Para chegar nesse patamar de conhecimento e vivências as mulheres negras tiveram alguns espelhos. Tanto Angela Davis como bell hooks foram as fontes onde as feministas negras beberam.
Com atraso de décadas vieram as informações dos Estados Unidos, tanto é que atualmente Angela Davis mudou o seu foco de trabalho, lidando agora com o encarceramento da comunidade negra e a Palestina.
Mas uma grande mentora nacional foi Lélia Gonzalez, motivadora do feminismo negro.
Evoluímos mais um pouco e já temos duas filósofas negras brasileiras reconhecidas: Sueli Carneiro e Djamila Ribeiro, esta última amplamente tietada pelos jovens.

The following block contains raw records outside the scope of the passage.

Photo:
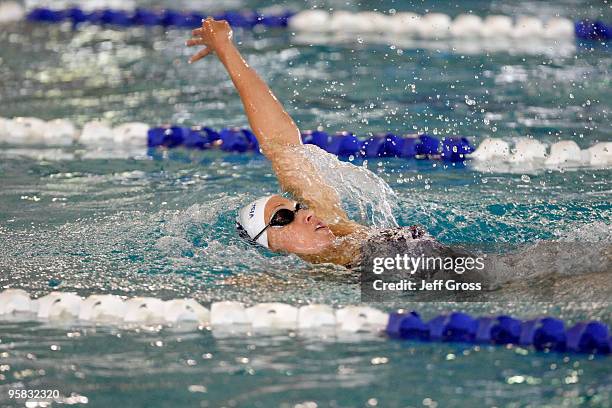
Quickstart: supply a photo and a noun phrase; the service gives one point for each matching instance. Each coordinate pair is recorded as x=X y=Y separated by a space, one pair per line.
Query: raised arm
x=276 y=132
x=271 y=124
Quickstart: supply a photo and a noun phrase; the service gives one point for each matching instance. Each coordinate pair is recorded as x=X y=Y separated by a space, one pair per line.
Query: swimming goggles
x=281 y=218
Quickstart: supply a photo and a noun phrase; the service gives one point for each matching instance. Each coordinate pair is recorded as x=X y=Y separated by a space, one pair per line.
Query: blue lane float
x=546 y=334
x=590 y=30
x=342 y=144
x=163 y=17
x=543 y=334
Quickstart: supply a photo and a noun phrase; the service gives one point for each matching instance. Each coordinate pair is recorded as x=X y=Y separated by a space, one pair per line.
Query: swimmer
x=313 y=225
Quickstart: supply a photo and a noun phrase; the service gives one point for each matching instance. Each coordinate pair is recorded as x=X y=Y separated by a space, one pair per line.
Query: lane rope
x=542 y=333
x=25 y=131
x=428 y=26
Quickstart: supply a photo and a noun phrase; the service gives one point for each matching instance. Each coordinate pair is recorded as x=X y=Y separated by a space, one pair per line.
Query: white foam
x=361 y=318
x=526 y=150
x=10 y=12
x=435 y=25
x=102 y=308
x=559 y=28
x=343 y=21
x=312 y=316
x=186 y=310
x=272 y=315
x=59 y=305
x=16 y=301
x=497 y=26
x=528 y=28
x=310 y=20
x=226 y=313
x=131 y=133
x=565 y=151
x=405 y=23
x=600 y=154
x=490 y=149
x=373 y=21
x=96 y=132
x=467 y=26
x=145 y=310
x=23 y=130
x=60 y=132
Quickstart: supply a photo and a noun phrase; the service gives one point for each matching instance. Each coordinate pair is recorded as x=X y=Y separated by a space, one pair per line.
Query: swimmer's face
x=306 y=235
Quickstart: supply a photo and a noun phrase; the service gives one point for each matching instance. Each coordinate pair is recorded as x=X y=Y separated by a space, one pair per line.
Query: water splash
x=366 y=197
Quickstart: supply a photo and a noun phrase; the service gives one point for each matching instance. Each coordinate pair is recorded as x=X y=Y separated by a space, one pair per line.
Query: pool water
x=160 y=223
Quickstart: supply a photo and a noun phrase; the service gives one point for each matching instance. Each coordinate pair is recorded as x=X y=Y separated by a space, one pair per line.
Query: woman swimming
x=314 y=226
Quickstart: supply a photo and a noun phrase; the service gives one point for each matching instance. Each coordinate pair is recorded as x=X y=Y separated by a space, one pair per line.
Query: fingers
x=194 y=41
x=199 y=55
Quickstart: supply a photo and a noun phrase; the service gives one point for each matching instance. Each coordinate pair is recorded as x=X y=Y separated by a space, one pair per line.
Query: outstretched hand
x=213 y=35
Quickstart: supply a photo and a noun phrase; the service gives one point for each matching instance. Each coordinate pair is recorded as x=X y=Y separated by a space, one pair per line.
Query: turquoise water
x=160 y=224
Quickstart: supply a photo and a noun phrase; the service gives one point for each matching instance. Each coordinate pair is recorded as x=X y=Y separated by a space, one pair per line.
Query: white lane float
x=435 y=26
x=361 y=318
x=564 y=152
x=131 y=133
x=96 y=132
x=186 y=310
x=526 y=150
x=528 y=28
x=272 y=315
x=492 y=149
x=405 y=23
x=466 y=26
x=102 y=308
x=497 y=26
x=60 y=132
x=600 y=154
x=59 y=305
x=312 y=316
x=16 y=301
x=144 y=310
x=559 y=28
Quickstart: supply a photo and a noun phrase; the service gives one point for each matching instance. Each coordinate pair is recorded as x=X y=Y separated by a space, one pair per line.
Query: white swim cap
x=251 y=219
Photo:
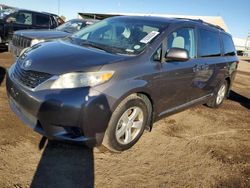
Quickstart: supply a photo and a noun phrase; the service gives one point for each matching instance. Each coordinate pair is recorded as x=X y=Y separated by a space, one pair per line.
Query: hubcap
x=221 y=94
x=129 y=125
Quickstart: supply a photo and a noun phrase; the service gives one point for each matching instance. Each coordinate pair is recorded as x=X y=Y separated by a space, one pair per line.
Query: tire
x=127 y=123
x=220 y=95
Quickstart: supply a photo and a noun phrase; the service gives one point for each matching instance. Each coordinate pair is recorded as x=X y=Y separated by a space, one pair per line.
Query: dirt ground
x=199 y=147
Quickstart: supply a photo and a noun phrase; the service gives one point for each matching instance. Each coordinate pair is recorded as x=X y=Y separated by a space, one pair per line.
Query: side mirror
x=177 y=54
x=11 y=20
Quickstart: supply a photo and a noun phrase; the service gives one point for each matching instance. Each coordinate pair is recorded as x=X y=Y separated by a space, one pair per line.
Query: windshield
x=72 y=26
x=120 y=35
x=5 y=12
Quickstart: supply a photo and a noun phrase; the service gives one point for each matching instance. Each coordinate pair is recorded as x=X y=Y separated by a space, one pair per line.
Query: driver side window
x=23 y=18
x=183 y=38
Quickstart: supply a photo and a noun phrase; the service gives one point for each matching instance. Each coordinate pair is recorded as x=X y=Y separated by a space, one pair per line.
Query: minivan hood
x=61 y=57
x=42 y=34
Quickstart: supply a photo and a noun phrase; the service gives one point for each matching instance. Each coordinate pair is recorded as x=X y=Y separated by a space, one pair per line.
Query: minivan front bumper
x=79 y=115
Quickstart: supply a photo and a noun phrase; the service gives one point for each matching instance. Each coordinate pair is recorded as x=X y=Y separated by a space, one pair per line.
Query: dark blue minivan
x=109 y=82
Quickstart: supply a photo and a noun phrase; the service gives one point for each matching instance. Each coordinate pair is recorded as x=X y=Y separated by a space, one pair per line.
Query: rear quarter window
x=209 y=43
x=229 y=49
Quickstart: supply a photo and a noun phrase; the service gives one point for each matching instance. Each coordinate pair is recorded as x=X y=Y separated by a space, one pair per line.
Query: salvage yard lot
x=199 y=147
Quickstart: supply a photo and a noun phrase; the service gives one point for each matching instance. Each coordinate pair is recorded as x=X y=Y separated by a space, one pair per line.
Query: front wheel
x=127 y=123
x=220 y=95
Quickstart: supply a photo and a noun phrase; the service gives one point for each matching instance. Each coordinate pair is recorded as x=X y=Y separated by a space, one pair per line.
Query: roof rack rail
x=203 y=22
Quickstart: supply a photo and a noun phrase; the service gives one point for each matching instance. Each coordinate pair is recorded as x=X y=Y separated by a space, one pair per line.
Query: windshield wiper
x=94 y=45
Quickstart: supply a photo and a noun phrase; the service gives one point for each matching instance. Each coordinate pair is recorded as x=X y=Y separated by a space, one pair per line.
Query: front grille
x=21 y=41
x=29 y=78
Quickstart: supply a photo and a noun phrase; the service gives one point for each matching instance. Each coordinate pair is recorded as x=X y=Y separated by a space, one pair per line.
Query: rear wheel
x=220 y=95
x=127 y=123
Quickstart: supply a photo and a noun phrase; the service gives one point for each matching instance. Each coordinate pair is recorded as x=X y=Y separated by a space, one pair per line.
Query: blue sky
x=236 y=13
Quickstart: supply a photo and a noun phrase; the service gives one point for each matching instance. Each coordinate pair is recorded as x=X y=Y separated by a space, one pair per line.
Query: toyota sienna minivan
x=109 y=82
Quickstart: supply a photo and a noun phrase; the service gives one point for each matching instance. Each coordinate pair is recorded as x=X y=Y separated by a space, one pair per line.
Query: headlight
x=36 y=41
x=75 y=80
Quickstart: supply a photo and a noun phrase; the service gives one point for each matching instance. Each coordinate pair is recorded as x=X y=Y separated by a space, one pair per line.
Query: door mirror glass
x=177 y=54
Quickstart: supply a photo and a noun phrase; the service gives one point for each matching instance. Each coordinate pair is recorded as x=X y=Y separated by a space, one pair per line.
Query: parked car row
x=13 y=19
x=26 y=38
x=110 y=81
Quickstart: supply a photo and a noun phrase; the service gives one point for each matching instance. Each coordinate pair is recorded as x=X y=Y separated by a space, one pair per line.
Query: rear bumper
x=78 y=115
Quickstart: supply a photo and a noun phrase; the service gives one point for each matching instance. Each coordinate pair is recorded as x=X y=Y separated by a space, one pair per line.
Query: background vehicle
x=26 y=38
x=110 y=81
x=19 y=19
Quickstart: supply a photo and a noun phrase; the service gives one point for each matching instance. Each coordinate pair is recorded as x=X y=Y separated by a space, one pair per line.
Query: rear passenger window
x=229 y=49
x=183 y=38
x=42 y=20
x=209 y=44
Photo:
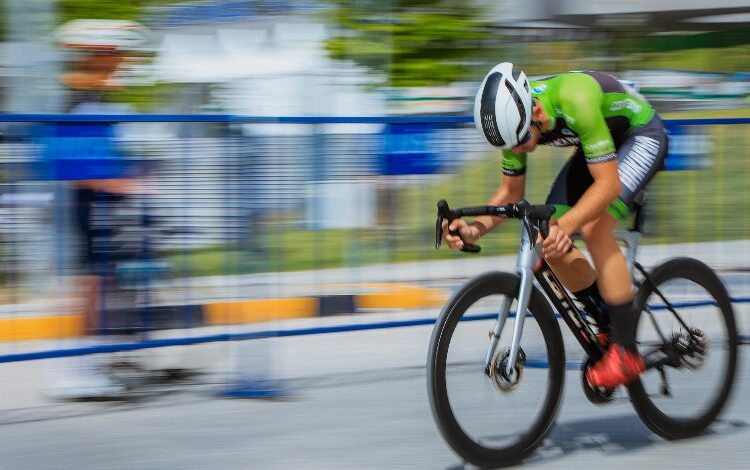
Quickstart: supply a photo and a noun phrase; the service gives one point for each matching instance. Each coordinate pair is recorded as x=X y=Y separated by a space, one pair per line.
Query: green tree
x=414 y=42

Temos que elaborar um projeto de nação que contemple as periferias e favelas, que dialogue com a vida real do povo negro.
Que a população negra saia deste lugar subalterno e protagonize, em conjunto, as mudanças que se fazem necessárias para reduzir a vulnerabilidade da juventude negra, que diminua a violência racial, a taxa de homicídios e o encarceramento da juventude negra.